アンチエイジングと着物

アンチエイジングという概念が、日本でも一般的になって久しい。
アンチエイジングとは、「抗老化」。
すなわち、いつまでも若々しくいたい、長生きしたいという人間の普遍的な欲望の一つである。

自分が露出しなければならない撮影があって、ヘアメイクさんにご迷惑をおかけしまいと、フェイシャルエステに飛び込んだ。
実に、久しぶりである。

出産後、ろくに手入れをしていなかった肌は、ゴワゴワのカサカサ。
エステティシャンの方は、さぞ腕が鳴ったであろう。
駆け込みにも関わらず、とても綺麗にして頂いた。

けれど、久しぶりのエステサロンでの、
「少しでも若くありましょう」
というご提案に、強い違和感を感じた。

若い頃から着物を着ている私には、あまり「抗老化」という概念がない。
美しくいたい、という願望がないといえば嘘になるが、少しでも若くありたいとは思えない。
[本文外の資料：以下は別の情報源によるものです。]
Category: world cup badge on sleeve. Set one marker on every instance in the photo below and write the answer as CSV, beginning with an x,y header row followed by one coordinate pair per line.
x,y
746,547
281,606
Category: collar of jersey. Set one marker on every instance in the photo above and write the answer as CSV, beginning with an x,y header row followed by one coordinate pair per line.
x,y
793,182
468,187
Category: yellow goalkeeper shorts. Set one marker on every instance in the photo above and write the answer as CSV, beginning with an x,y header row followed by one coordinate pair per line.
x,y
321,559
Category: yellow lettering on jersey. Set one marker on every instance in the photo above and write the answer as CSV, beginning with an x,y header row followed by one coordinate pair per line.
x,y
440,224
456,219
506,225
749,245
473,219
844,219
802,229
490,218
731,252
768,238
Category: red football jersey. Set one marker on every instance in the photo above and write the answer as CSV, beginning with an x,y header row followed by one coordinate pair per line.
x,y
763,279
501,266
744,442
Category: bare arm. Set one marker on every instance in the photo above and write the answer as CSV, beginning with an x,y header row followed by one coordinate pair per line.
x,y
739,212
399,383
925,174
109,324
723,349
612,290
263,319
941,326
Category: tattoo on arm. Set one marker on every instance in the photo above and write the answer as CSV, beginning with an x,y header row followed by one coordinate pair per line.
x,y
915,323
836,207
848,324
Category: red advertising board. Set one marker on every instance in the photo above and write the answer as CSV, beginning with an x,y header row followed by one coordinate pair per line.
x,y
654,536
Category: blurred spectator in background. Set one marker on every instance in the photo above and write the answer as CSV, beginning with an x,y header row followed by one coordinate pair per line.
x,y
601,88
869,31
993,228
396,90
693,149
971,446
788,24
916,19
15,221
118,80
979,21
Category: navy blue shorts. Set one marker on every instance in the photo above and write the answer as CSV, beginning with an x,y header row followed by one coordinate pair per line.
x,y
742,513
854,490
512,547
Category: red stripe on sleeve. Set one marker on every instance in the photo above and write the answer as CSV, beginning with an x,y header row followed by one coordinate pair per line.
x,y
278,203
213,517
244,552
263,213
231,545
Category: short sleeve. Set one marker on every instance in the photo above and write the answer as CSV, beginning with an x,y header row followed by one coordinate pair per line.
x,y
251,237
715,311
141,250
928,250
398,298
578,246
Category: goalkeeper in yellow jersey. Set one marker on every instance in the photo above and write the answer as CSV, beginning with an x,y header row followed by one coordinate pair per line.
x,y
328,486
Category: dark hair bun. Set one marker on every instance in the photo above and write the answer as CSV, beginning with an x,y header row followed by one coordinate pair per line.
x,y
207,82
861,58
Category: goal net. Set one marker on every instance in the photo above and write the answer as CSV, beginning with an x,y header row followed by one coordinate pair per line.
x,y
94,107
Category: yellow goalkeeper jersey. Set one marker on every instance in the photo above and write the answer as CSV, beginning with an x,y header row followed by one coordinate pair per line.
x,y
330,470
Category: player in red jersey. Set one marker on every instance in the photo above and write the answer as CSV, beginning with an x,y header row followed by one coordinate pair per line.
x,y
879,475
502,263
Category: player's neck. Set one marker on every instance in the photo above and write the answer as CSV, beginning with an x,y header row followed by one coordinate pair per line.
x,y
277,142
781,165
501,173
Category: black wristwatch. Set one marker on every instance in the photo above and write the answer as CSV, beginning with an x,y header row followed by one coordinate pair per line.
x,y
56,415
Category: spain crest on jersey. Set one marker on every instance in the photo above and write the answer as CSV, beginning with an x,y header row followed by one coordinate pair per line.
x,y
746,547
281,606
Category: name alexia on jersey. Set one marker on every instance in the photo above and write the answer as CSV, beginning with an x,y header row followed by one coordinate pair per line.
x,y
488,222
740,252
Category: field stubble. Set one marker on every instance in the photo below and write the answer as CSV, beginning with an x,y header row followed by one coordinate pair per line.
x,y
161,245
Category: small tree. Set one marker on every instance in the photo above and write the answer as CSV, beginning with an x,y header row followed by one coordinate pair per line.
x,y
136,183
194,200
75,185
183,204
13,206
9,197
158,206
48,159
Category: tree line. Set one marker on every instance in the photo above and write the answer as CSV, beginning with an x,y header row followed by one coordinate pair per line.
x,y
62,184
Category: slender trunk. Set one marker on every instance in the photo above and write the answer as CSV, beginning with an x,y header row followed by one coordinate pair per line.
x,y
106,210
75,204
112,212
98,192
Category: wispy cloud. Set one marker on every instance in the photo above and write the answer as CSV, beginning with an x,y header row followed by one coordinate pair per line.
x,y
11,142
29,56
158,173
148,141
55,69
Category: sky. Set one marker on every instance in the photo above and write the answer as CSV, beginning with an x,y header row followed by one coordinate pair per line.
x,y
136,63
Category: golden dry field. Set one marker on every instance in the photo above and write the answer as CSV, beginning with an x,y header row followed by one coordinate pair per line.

なぜなら、年齢を重ねてこその美しさ、を着物を通して体感し続けているからだ。年齢を重ねなければ醸し出せない、着物姿の美しさがある。

逆を言えば、恐ろしくもある。
その人の生き様が、その人そのものが、着物によってよくよく映し出されるからだ。
誤魔化せない、だから対峙しがいがある。

年齢に抗わないで、着物を着る。
それは、生涯追求し続けるに足る、恐ろしくも美しい生き方である。